Pope Francis Slams GMOs and Pesticides for Destroying the Earth's 'Complex Web of Ecosystems'
Pope Francis’s encyclical didn’t just cover climate change, he also denounced pesticides and genetically engineered (GE) crops, declaring “the spread of these crops destroys the complex web of ecosystems, decreases diversity in production and affects the present and the future of regional economies.”
Biotech companies claim their products are key to solving hunger, but the Pope knows this isn’t true. No commercial GE crops are engineered for increased yield. Five of every six acres of GE crops are engineered for herbicide-tolerance, i.e. to survive being drenched with what would normally be a toxic dose of herbicide, usually Round-up, or glyphosate.
The Pope’s message couldn’t come at a better time. Pesticide use is at an all-time high. The U.S. Department of Agriculture says glyphosate use on corn and soy increased from 10 million pounds in 1996, the year Roundup Ready crops were introduced, to 204 million in 2013. The U.S. Geological Survey routinely finds glyphosate in our water. The Word Health Organization just declared glyphosate a probable carcinogen.

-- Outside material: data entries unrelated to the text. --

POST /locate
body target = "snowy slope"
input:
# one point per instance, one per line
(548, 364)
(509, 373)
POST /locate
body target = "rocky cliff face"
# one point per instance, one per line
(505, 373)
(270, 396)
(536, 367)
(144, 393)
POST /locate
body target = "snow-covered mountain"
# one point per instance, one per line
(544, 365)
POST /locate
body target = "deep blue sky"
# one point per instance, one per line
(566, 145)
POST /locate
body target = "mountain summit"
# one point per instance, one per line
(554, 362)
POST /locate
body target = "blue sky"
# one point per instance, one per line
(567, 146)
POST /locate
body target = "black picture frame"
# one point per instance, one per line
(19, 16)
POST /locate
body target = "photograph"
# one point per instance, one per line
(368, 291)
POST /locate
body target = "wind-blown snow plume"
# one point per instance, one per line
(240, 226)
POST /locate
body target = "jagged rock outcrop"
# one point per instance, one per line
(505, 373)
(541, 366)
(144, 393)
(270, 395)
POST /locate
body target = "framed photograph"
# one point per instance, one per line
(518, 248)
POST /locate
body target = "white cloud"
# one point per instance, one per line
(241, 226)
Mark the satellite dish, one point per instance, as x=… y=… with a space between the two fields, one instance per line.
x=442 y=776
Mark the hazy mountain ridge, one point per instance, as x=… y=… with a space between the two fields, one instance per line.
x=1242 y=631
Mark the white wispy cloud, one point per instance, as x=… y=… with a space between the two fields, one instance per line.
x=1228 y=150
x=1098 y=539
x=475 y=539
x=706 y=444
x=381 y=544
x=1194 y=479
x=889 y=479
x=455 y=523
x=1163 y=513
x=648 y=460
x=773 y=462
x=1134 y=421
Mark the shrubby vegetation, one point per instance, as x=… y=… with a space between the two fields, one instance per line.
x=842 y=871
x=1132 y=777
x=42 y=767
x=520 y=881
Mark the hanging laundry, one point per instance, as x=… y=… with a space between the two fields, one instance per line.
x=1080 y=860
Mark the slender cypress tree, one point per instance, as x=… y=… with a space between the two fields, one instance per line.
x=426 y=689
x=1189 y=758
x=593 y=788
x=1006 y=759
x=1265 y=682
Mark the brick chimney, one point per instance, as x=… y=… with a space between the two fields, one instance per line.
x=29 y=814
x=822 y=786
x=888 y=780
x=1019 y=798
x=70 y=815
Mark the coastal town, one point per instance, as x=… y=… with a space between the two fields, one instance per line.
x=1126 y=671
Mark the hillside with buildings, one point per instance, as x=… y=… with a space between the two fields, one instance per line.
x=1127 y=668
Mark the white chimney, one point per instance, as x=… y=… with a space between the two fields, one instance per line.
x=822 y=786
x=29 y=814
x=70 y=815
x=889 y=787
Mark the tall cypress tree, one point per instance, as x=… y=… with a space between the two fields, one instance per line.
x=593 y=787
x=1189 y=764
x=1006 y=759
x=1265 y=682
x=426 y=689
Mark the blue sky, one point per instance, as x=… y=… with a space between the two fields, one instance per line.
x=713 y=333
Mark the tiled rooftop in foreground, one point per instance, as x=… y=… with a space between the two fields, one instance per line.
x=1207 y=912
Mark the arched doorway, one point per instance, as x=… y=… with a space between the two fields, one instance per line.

The Pope observed that pesticide use “creates a vicious circle in which the intervention of the human being to solve a problem often worsens the situation further.” He said, “many birds and insects die out as a result of toxic pesticides created by technology ... [and this] actually causes the Earth we live in to become less rich and beautiful, more and more limited and gray …”
Pesticides have already made our Earth less rich and more gray by nearly wiping out monarch butterflies, which have declined by 90 percent, largely because increased glyphosate use has wiped out the monarch’s sole host plant, milkweed. Pesticides are a leading cause of our current pollinator collapse. With one-third of the bites we eat requiring bee-pollination, many world leaders, including President Obama, are waking up to the need for action.
Like Pope Francis, I believe protecting the Earth is our moral imperative. With this encyclical, the Pope reminds us that our fates are intertwined with all species, and calls us to action.